11 - a pasta deve estar homogénea, a ligação corredia, mas espessa; pica-se o interior do bacorinho por dentro com faca aguçada, tipo matadeira, mas de modo a que a pele não seja furada.
12 - Pelas aberturas (gola e ventre) barra-se o cochino muito bem.
13 - cose-se com o barbante, fechando COMÈDADO os orifícios; unta-se por fora com a pasta restante .
14 - Mete-se o pau de loureiro pelas traseiras do tó, até às dianteiras e suspende-se o porco no tabuleiro .
15 - Prepara-se o forno, tendo o cuidado de deixar algumas brasas nas laterais e de cobrir o roncador com papel alumínio.O LEITÃO DEVE ENTRAR SEMPRE COM O DORSO PARA CIMA (não esquecer que deve ir tapado com papel alumínio).

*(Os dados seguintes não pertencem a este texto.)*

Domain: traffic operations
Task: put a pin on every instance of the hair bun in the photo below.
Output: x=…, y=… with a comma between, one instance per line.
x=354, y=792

quinta-feira, fevereiro 02, 2006
A NOSSA FALA -XLV - TRAMONCO OU MATRONCO
Em tempos, a avó de Jó e mãe de Chquim, a mais que famosa e inultrapassável velha Pieres, limpava tudo quanto era valeta e caminho apanhando todo e qualquer gravato. Era com eles e com a silvas que ia catando das divisórias limítrofes das parcelas dos chões, que, dia a dia, acendia o luminho que a aquecia a ela e ao Chquim e fazia a comida, numa panelita de ferro que poucas vezes era lavada, guardando sempre o unto de umas refeições para as outras. Muitas vezes a vi eu com um molho à cabeça, sem molídia, mais parecendo um ninho de cegonha a andar, rasteirinho.
Diziam as más línguas que o pai de Cquim Camião era outro Chquim, o ti Chquim Cavalo, homem espadaúdo, mais alto ainda que o chquim Camião e da largura de Jó e meio. Calçava 47. Mandei-lhe virar ainda algumas botas na torcedeira ou vergadeira e o Manuel Vinagre dizia sempre que demorava o dobro do tempo a palmilhar umas botas daquelas e que assim não lhe interessava ter fregueses daqueles.Era o que se podia chamar um HOMENZARRÃO. Vinagre era mais para o lado do tamanco e dizia que aquilo não era um homem, mas um matronco. A Mari Varónica, que morava em frente, corrigia: « não é matronco, é tramonco ».O ralho começava ali. Ilda aparecia também e o Cavacal, ali para os lados da rua das Aranhas animava, já que vinham logo Bandeira de Guerra, mãe de Ilda, um pote de veneno, a avó de Amílcar Faiçal, mulher de Estica, G. N.R., reformado, e que tinha uma cabrita que mais parecia um cachorro, cantora esganiçada, sempre na igreja, junta com Albertina Molhana e Rosa Rei. Dos assistentes faziam ainda parte, Tonho Félix e sua mãe Velha Lorpa, às vezes, a cunhada velha Nacha, aquela mesmo que Zé Luís tinha enganado dizendo-lhe que iria cantar à Rádio Renascença, ao programa do António Sala e não raro, as manas Rancheiras. Dificilmente se encontraria melhor. Nem com uma candeia, ao meio-dia, se juntaria melhor grupo. Vinagre de sovela na mão e avental de sapateiro, tirava os óculos e virava-se para a Varónica: "onde é que queres a cama?"